Кончался перекур, кончался завтрак, лесники складывали в сумки остатки еды и под треньканье все той же пичуги брались за топоры, за клейма. У каждого человека свое понимание прекрасного, у каждого певца своя песня. Дело ведь не в том, как кто поет - весело ли чирикает, как воробей, простодушно умиляясь малому, растекается ли завораживающей дробью, от которой в душу находит прилив веселья, меланхолично ли тянет грустную ноту, бухает филином, являя миру свои пророческие страхи, - все они хороши, движет их песню искреннее чувство, у каждого найдется свой почитатель, а в том дело, что не стань их, умри они, выродись или погибни, и мир осиротеет. Как же мы должны беречь и охранять наших певцов, любить их, чтоб они не погибли. Но выходит обратное. Мы-то, может быть, их и бережем, а они себя не берегут и подчас расплачиваются жизнью за добрый привет человеку.
Я не мог допустить гибели жаворонков. Лежа в постели, я отогревал их всю ночь. Я старался думать только о самом хорошем, я убежден, что хорошие мысли способствуют хорошему делу. Утром я отнес жаворонков в поле. Солнце поднималось. Остывшее за ночь поле с готовностью принимало тепло, вдыхало его в себя, точно пробудившийся человек. Я положил жаворонков на землю, они не проявляли признаков жизни, но я верил, что они оживут, я вложил в них все тепло, какое у меня было, я весь дрожал от утреннего холода, тело мое покрылось гусиной кожей. Я отошел от жаворонков, чтобы не мешать им, и стоял в ожидании. Солнце пригревало сильней, подул ветерок. И вот из гороха вылетел первый жаворонок, за ним второй, третий. Начинался день, и поле оглашалось их звонким пением.
22
Я заметил, у русского человека, уроженца северных лесных областей, в разговоре есть какая-то мягкость, вопросительность интонаций. Он не скажет: "Я взял" или "Я пошел". В его устах даже такие, сугубо утвердительные предложения звучат вопросом: "Я взял?", "Я пошел?". Не то чтоб он, говоря это, не был уверен в совершаемом действии, он возьмет, что ему надо, и пойдет, куда захочет, но предварительно он как бы ждет у собеседника ответа: согласен ли тот на его поступок, не доставит ли этот поступок собеседнику какого-нибудь неудобства?

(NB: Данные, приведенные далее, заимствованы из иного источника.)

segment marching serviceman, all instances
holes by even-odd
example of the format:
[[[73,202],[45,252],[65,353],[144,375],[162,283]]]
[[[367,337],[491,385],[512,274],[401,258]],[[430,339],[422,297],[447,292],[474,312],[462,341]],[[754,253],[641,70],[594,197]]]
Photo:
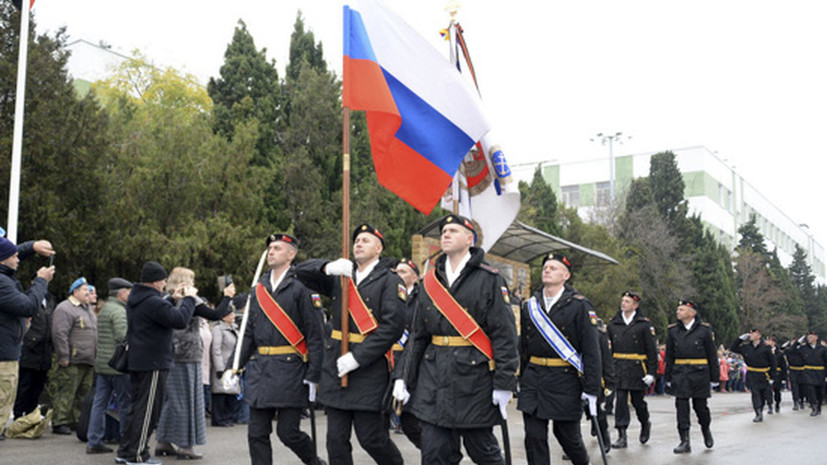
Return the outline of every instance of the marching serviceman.
[[[559,254],[543,259],[543,287],[520,313],[520,394],[526,458],[530,465],[551,463],[548,422],[574,465],[589,463],[580,435],[583,400],[597,415],[603,367],[597,315],[591,302],[567,281],[571,262]]]
[[[784,357],[784,352],[778,347],[775,337],[767,338],[767,344],[772,349],[772,355],[775,357],[775,377],[772,383],[772,398],[775,401],[775,412],[781,411],[781,391],[784,385],[787,384],[787,359]],[[770,403],[770,410],[772,410],[772,403]]]
[[[618,438],[612,444],[615,449],[626,448],[626,428],[629,427],[629,402],[635,407],[640,421],[640,443],[649,441],[652,422],[649,408],[643,397],[646,389],[655,382],[658,369],[658,352],[655,344],[655,327],[640,309],[640,296],[626,291],[621,296],[620,311],[607,327],[612,341],[616,382],[615,428]]]
[[[416,266],[413,260],[403,258],[396,264],[394,271],[402,278],[402,282],[405,283],[405,288],[408,290],[408,300],[405,306],[405,332],[399,338],[399,344],[394,344],[394,356],[398,358],[401,352],[397,351],[397,346],[404,349],[413,332],[417,296],[419,295],[419,267]],[[394,378],[406,379],[409,371],[410,366],[407,364],[397,364],[394,368]],[[413,384],[409,384],[408,389],[409,391],[412,390]],[[399,422],[405,436],[410,439],[417,449],[422,449],[422,424],[410,412],[410,405],[403,407],[402,413],[399,415]]]
[[[276,418],[281,442],[302,462],[319,465],[324,462],[316,456],[315,438],[302,432],[299,424],[302,410],[316,400],[321,378],[321,299],[296,279],[292,263],[299,242],[295,237],[272,234],[267,247],[269,271],[251,291],[239,359],[239,367],[247,366],[250,460],[255,465],[273,463],[270,434]]]
[[[804,339],[806,340],[806,343]],[[801,372],[801,387],[807,393],[810,402],[810,416],[821,415],[824,400],[824,374],[827,367],[827,347],[819,344],[818,333],[810,331],[801,336],[793,350],[801,354],[804,370]]]
[[[502,464],[493,426],[504,423],[516,387],[517,328],[508,288],[497,270],[472,247],[468,218],[440,221],[442,255],[422,280],[414,322],[393,396],[422,421],[422,463],[459,463],[460,441],[478,464]],[[407,360],[410,358],[410,360]],[[508,453],[508,451],[506,451]]]
[[[369,224],[353,231],[353,260],[307,260],[296,266],[308,287],[332,299],[332,327],[326,340],[319,401],[327,413],[327,457],[331,465],[353,463],[351,428],[363,449],[379,464],[401,464],[391,441],[382,400],[390,381],[390,355],[405,329],[407,290],[391,271],[394,260],[380,258],[382,232]],[[342,288],[347,278],[350,323],[348,347],[341,354]],[[341,378],[348,376],[348,385]]]
[[[744,333],[732,343],[730,351],[741,354],[744,363],[747,365],[747,389],[752,393],[752,408],[755,410],[755,418],[752,421],[758,423],[764,421],[764,404],[770,406],[767,412],[772,415],[772,378],[775,376],[775,356],[772,348],[761,339],[761,331],[752,328],[750,332]]]
[[[712,416],[707,399],[711,396],[711,388],[718,385],[721,373],[715,334],[709,323],[701,321],[698,306],[689,300],[681,300],[678,302],[677,316],[678,322],[669,325],[666,335],[666,383],[675,396],[681,438],[673,452],[685,454],[692,451],[689,444],[690,399],[701,425],[704,445],[707,448],[715,445],[709,429]]]
[[[796,347],[796,341],[787,341],[781,347],[784,349],[784,355],[790,367],[790,394],[793,397],[793,410],[804,410],[804,396],[807,395],[805,388],[801,386],[801,378],[804,376],[804,359]]]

Для меня это было тем более странно, что я даже там, где требовался вопрос, говорил резко, утвердительно. А вот в беседах с лесом я не был столь категоричен. И с собой не был. У меня тоже появилась та самая полуутвердительная, полувопросительная интонация. Встречая утро, я не говорил: "Утро", хотя оно было вот тут, рядом, наяву, у моих глаз. Я спрашивал себя: "Утро?" Видя дерево, не говорил: "Дерево", а обязательно с вопросом: "Дерево?" Я точно прислушивался к себе, как лось на речке прислушивается к шороху листьев.